Maintenant, peut-être que vous le connaissez un peu mieux.

Ce prof, il a été un soutien l’année dernière, et cette année aussi : il a toujours un œil sur moi en cours, dès que je grimace un peu à cause de la douleur, ou qu’il voit que ça ne va pas, il s’approche et parle très doucement : « Pas terrible aujourd’hui ? » « Tu veux monter t’allonger ? » « Tu es sûre ? » Il ne parle pas doucement parce que j’ai une ouïe sur-développée ou qu’il a toujours mal à la gorge, il fait ça pour que les autres ne soient pas impliqués dans l’échange : il s’arrange toujours pour venir alors que mes petits camarades sont plongés dans un exercice ou en train de travailler sur les ordinateurs de la salle. Et c’est quelque chose dont je lui suis très reconnaissante, garder ma vie privée privée. Privée privée. C’est étrange. Bon, faire que ma vie privée reste privée.

Donc, lundi matin, il s’est approché de moi alors que je quittais la classe, les garçons étant déjà partis (les garçons, parce que ce cours est en demi-groupe et nous ne sommes que deux filles à y participer). Il m’a demandé comment les vacances s’étaient passées, si ça allait mieux.
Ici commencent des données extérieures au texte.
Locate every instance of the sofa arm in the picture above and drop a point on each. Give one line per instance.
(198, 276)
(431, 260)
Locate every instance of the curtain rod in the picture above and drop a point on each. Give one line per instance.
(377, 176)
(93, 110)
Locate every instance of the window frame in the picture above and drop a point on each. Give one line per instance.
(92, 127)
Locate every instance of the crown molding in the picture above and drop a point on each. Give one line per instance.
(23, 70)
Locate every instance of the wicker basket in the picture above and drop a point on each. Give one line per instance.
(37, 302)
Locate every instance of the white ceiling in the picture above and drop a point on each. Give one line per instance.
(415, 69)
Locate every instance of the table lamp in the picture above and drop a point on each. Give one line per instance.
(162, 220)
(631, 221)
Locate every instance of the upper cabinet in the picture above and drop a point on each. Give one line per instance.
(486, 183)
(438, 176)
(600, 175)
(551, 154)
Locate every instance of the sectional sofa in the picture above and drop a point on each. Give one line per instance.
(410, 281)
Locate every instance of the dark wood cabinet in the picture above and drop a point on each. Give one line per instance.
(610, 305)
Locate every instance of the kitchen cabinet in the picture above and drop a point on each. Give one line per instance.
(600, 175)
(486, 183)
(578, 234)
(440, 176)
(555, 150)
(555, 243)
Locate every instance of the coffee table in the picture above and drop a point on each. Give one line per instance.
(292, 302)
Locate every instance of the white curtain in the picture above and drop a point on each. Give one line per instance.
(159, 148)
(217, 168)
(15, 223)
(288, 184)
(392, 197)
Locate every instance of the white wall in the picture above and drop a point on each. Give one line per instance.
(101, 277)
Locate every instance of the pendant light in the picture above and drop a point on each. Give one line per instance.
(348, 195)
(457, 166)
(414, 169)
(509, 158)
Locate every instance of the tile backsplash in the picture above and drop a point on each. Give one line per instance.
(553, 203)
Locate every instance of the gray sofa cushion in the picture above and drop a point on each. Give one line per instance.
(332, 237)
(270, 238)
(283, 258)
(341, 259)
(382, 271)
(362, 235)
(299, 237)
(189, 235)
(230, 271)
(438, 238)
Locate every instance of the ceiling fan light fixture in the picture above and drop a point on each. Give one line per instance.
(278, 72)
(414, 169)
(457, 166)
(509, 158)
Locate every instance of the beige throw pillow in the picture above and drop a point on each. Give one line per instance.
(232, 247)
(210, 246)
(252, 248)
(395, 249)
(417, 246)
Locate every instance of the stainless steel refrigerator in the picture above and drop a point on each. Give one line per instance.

Le truc, c’est que depuis quelques jours j’enchaînais les sub-luxations et j’avais de plus en plus de mal à marcher / écrire / vivre de manière normale -comme tout le monde, quoi.
Alors, en mimant une poupée toute désarticulée, il m’a dit : « Au moins, tu sais que plus tard tu feras de la haute couture : tu te feras des habits spéciaux ! » Et ça m’a fait rire.

Je ne vois pas pourquoi on ne pourrait pas rire de la maladie, on rit de tout. Rire de ce qui nous atteint, de ce qui nous fait mal, c’est l’accepter comme partie intégrante de ce que l’on est et ne pas en avoir honte. Rire, c’est partager et redevenir quelqu’un  de normal, une élève parmi les autres et pas quelqu’un dont on ne se moque jamais parce que tu comprends, il ne faudrait pas qu’elle le prenne mal à cause de sa maladie.